Inner Sanctum (I), Bangsawan Pure

24 Januari 2019   06:55 Diperbarui: 24 Januari 2019   07:58 31
+
Laporkan Konten
Laporkan Akun
Kompasiana adalah platform blog. Konten ini menjadi tanggung jawab bloger dan tidak mewakili pandangan redaksi Kompas.
Lihat foto
Novel. Sumber ilustrasi: PEXELS/Fotografierende

            "Lihatlah dirimu, Palp. Tidak biasanya ada lawan yang berhasil melukaimu. Apalagi mereka yang sanggup merobek salah satu nadimu. Apa orang ini sedemikian hebatnya?" Pertanyaan itu seakan terdengar begitu menyaktikan bagi Palp. Pengguna belati itu hanya melihat sebentar ke arah tangan kirinya yang terbuka, darah telah berhenti mengalir berkat entah apa. Hatinya mengomel tajam, menyesali luka yang 'hanya' diberikan seorang lawan yang begitu lemah dan lembek.

            "Ini adalah sebuah kebetulan," jawab Palp.

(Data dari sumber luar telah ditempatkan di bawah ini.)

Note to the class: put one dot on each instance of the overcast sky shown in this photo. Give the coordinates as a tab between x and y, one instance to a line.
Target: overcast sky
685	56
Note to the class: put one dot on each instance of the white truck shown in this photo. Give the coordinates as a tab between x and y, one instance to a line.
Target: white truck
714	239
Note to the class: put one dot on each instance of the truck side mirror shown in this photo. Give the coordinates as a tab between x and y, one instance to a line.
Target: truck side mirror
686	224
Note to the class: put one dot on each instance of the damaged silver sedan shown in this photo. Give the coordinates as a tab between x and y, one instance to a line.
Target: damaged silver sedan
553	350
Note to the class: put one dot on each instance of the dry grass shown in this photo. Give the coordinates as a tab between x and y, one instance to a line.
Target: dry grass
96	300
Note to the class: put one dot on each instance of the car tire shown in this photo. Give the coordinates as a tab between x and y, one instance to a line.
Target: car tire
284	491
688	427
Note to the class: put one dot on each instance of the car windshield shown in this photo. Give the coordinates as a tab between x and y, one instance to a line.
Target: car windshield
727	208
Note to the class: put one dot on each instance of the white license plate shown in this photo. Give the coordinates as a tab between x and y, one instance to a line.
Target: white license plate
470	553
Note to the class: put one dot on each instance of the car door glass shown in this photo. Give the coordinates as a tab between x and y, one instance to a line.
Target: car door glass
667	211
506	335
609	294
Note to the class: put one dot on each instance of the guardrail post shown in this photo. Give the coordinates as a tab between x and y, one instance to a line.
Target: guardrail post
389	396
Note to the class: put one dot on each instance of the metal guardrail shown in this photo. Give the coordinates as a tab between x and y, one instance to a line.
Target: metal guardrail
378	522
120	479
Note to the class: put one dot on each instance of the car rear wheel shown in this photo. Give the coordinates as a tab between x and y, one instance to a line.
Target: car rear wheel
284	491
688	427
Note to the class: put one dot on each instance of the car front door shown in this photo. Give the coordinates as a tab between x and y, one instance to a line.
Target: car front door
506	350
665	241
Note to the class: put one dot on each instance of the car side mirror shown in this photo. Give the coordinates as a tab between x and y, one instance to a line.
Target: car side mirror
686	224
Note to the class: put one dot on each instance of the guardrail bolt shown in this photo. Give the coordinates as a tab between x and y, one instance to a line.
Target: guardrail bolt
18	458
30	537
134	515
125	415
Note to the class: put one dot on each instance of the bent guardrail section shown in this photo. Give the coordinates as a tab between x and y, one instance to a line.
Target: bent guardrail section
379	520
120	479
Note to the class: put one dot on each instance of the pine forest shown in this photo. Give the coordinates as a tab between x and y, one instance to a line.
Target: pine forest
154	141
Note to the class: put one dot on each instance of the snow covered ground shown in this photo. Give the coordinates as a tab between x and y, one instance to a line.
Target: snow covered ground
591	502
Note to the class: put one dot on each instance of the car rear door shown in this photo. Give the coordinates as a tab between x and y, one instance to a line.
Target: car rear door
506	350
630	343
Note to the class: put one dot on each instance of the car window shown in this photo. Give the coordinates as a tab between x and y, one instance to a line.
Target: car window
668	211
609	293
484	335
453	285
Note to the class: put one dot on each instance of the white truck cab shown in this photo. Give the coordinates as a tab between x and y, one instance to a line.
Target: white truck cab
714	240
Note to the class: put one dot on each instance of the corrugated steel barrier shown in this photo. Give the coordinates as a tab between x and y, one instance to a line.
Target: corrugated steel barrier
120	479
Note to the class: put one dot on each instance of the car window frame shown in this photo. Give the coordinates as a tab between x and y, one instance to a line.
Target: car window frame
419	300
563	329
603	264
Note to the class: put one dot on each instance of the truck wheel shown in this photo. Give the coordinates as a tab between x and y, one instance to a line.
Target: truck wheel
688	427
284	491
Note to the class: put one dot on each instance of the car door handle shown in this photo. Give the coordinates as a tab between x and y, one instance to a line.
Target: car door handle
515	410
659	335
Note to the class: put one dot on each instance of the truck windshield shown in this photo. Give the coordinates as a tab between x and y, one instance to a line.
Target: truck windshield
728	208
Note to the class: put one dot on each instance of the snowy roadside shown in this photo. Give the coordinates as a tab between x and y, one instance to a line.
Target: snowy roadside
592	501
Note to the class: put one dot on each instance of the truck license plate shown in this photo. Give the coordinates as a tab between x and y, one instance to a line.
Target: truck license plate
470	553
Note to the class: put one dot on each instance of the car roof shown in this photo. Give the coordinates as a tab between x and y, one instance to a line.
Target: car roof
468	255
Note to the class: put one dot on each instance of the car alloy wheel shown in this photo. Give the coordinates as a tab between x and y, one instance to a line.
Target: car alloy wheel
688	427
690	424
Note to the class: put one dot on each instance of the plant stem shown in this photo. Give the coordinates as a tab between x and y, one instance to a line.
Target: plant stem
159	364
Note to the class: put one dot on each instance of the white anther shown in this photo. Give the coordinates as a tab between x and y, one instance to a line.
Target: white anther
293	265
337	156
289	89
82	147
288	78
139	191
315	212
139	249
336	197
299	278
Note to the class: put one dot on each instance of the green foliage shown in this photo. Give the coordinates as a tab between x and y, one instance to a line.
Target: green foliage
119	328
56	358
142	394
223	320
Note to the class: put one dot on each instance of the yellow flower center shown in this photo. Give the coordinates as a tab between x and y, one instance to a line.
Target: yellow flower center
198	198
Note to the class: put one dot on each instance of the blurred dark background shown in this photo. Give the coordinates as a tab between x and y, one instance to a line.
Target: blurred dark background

            "Kebetulan!!?"

            "Ya, kebetulan. Orang itu menggenggam butiran pasir di tangan kanannya tadi. Aku sempat heran mengapa tiba-tiba orang itu mengayuhkan pedang dengan tangan kirinya. Sempat aku terlalu percaya diri dengan menganggap bahwa si Amin ini telah menyerah. Segera aku meloncar ke depan untuk mengincar tenggorokannya. Pada saat itulah dia memanfaatkan kelengahanku, dia melemparkan butiran pasir itu ke wajahku. Aku langsung kelilipan, tidak bisa menyaksikan apa-apa karena mataku begitu perih kemasukan pasir. Itulah momen yang dia manfaatkan untuk menyerangku. Beruntung sekali, jantung yang dia incar ini berhasil aku selamatkan. Aku menahan serangannya dengan tangan kiri ini. Awalnya tidak separah ini lukanya, kemudian dia mengarahkan pedangnya semakin ke arah dalam, menuju lenganku. Aku segera menyerang balik, dan aku sempat mencongkel mata kirinya dengan belati ini. Itulah yang terjadi. Setidaknya karena luka inilah aku bisa mendapatkan mata orang bodoh ini. Semenjak itu dia seperti tidak terkontrol, daya penglihatannya jauh berkurang. Sejak itulah aku berhasil mendaratkan bahwa tusukan ke tubuhnya. Akhirnya, ya, kau bisa lihat sendiri keadaan mayat orang itu."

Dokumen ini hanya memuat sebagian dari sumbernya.